My heart beat hard, and I wished I had on my boots, my running shoes, anything. Instinct told me to run. Instinct told me he was dangerous.
I could handle dangerous. Dangerous and me went back a long way. We did lunch when dangerous was in town.
The m
an lifted a hand toward me and I felt, very clearly, his fingers, like heated oil, slide down my spine, thump over each vertebra, and then squeeze.
I caught my breath because it felt really real. And it creeped me the hell out.
I let the curtain drop and stepped away from the window. Groping someone without their permission was against the law, magic or no magic. Breaking the line of vision was usually enough to dispel that kind of spell. But just in case, I backed away to the door and made a warding gesture. The sensation of his hand down my back had already faded, so I didn’t invoke a spell or draw any magic into that ward, but I rubbed my hands up and down my arms trying to rid myself of the sense of violation.

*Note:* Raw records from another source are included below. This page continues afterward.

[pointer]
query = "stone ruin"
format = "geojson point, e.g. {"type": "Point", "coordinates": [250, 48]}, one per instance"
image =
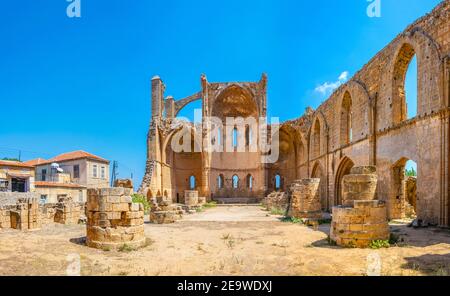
{"type": "Point", "coordinates": [125, 183]}
{"type": "Point", "coordinates": [164, 211]}
{"type": "Point", "coordinates": [361, 219]}
{"type": "Point", "coordinates": [113, 220]}
{"type": "Point", "coordinates": [67, 211]}
{"type": "Point", "coordinates": [305, 199]}
{"type": "Point", "coordinates": [26, 216]}
{"type": "Point", "coordinates": [276, 200]}
{"type": "Point", "coordinates": [22, 211]}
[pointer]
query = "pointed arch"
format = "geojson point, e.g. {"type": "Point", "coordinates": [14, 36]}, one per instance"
{"type": "Point", "coordinates": [344, 168]}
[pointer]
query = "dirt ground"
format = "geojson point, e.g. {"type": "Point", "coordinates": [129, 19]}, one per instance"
{"type": "Point", "coordinates": [226, 240]}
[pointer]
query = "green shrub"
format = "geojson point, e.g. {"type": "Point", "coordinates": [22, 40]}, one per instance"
{"type": "Point", "coordinates": [292, 220]}
{"type": "Point", "coordinates": [125, 248]}
{"type": "Point", "coordinates": [211, 204]}
{"type": "Point", "coordinates": [378, 244]}
{"type": "Point", "coordinates": [138, 198]}
{"type": "Point", "coordinates": [276, 211]}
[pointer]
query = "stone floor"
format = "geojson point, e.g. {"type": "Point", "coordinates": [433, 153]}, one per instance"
{"type": "Point", "coordinates": [223, 241]}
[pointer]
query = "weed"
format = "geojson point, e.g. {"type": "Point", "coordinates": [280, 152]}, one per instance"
{"type": "Point", "coordinates": [277, 211]}
{"type": "Point", "coordinates": [379, 244]}
{"type": "Point", "coordinates": [125, 248]}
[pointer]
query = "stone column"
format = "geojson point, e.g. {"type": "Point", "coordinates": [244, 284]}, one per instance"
{"type": "Point", "coordinates": [360, 184]}
{"type": "Point", "coordinates": [305, 199]}
{"type": "Point", "coordinates": [113, 220]}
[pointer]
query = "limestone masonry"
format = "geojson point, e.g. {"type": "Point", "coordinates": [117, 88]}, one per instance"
{"type": "Point", "coordinates": [113, 220]}
{"type": "Point", "coordinates": [363, 123]}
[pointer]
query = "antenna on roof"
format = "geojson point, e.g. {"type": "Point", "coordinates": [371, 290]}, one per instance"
{"type": "Point", "coordinates": [115, 172]}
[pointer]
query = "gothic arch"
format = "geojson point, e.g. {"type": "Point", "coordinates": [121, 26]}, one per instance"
{"type": "Point", "coordinates": [429, 95]}
{"type": "Point", "coordinates": [344, 168]}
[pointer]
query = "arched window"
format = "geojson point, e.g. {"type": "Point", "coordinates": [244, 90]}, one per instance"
{"type": "Point", "coordinates": [235, 182]}
{"type": "Point", "coordinates": [277, 182]}
{"type": "Point", "coordinates": [235, 137]}
{"type": "Point", "coordinates": [220, 181]}
{"type": "Point", "coordinates": [249, 182]}
{"type": "Point", "coordinates": [219, 136]}
{"type": "Point", "coordinates": [404, 97]}
{"type": "Point", "coordinates": [346, 119]}
{"type": "Point", "coordinates": [248, 136]}
{"type": "Point", "coordinates": [316, 139]}
{"type": "Point", "coordinates": [192, 182]}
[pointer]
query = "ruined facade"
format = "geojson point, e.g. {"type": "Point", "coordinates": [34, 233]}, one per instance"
{"type": "Point", "coordinates": [364, 122]}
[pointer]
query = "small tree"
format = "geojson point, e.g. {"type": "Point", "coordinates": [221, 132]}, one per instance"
{"type": "Point", "coordinates": [411, 173]}
{"type": "Point", "coordinates": [10, 159]}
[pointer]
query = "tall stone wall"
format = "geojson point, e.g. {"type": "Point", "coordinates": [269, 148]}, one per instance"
{"type": "Point", "coordinates": [113, 220]}
{"type": "Point", "coordinates": [321, 143]}
{"type": "Point", "coordinates": [304, 199]}
{"type": "Point", "coordinates": [362, 219]}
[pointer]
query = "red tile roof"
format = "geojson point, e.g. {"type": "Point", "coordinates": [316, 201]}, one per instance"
{"type": "Point", "coordinates": [15, 164]}
{"type": "Point", "coordinates": [34, 162]}
{"type": "Point", "coordinates": [66, 157]}
{"type": "Point", "coordinates": [61, 185]}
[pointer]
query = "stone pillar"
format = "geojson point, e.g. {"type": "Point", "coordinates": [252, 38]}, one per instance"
{"type": "Point", "coordinates": [358, 226]}
{"type": "Point", "coordinates": [26, 216]}
{"type": "Point", "coordinates": [67, 212]}
{"type": "Point", "coordinates": [305, 199]}
{"type": "Point", "coordinates": [191, 198]}
{"type": "Point", "coordinates": [113, 220]}
{"type": "Point", "coordinates": [360, 184]}
{"type": "Point", "coordinates": [361, 219]}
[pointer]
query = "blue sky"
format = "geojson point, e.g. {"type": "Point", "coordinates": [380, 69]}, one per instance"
{"type": "Point", "coordinates": [84, 83]}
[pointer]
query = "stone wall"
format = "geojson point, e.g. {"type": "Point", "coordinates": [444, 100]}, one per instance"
{"type": "Point", "coordinates": [324, 143]}
{"type": "Point", "coordinates": [68, 212]}
{"type": "Point", "coordinates": [164, 212]}
{"type": "Point", "coordinates": [362, 219]}
{"type": "Point", "coordinates": [113, 220]}
{"type": "Point", "coordinates": [360, 184]}
{"type": "Point", "coordinates": [358, 226]}
{"type": "Point", "coordinates": [26, 215]}
{"type": "Point", "coordinates": [305, 199]}
{"type": "Point", "coordinates": [276, 201]}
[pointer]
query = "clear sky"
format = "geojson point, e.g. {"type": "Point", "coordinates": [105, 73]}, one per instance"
{"type": "Point", "coordinates": [84, 83]}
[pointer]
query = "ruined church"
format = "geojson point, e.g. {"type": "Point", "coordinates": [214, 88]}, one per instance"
{"type": "Point", "coordinates": [364, 122]}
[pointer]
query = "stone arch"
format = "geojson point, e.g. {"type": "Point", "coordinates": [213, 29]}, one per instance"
{"type": "Point", "coordinates": [235, 182]}
{"type": "Point", "coordinates": [317, 136]}
{"type": "Point", "coordinates": [319, 173]}
{"type": "Point", "coordinates": [345, 119]}
{"type": "Point", "coordinates": [180, 104]}
{"type": "Point", "coordinates": [429, 94]}
{"type": "Point", "coordinates": [220, 181]}
{"type": "Point", "coordinates": [316, 139]}
{"type": "Point", "coordinates": [235, 101]}
{"type": "Point", "coordinates": [249, 181]}
{"type": "Point", "coordinates": [149, 195]}
{"type": "Point", "coordinates": [361, 119]}
{"type": "Point", "coordinates": [344, 168]}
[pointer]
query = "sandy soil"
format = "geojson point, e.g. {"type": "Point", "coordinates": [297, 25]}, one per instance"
{"type": "Point", "coordinates": [225, 240]}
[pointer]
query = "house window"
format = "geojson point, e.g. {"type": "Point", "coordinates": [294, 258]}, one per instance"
{"type": "Point", "coordinates": [3, 185]}
{"type": "Point", "coordinates": [94, 171]}
{"type": "Point", "coordinates": [76, 171]}
{"type": "Point", "coordinates": [235, 182]}
{"type": "Point", "coordinates": [43, 199]}
{"type": "Point", "coordinates": [192, 183]}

His touch might be gone, but my heart was still pounding. That had been familiar. That man down there, whoever he was, had touched me before.
I tried to draw up a memory that he fit. A client? An acquaintance? Someone from college? An associate of my father’s? But where there should be a name, or a defined face in my memory, all I found was black static.
A chill rattled under my skin and I clenched my hands into fists, then shook them out. That man touched me, bone deep, without my consent. He knew me. And he knew I was here, up here, in this room.
“Oh, hell,” I whispered.
There was no way I was going to just sit here. For all I knew, he was on his way up now. I didn’t know why, but getting away from him, shaking the scent of him—rot, and something like licorice or honey mixed with the faint whiff of formaldehyde—had become the top item on my agenda for the day.
Okay, I wanted out, out of here, out fast.
I looked for my backpack and found it on the wooden chair by the bed. I picked it up, took the time to shove my feet into my shoes and tie the laces so I wouldn’t trip. I pulled on my coat, patting my pocket to make sure the book was there.
The other pocket had money, so I pulled out a twenty and threw it on the mattress. Mama’s generosity was a bridge I didn’t want to burn.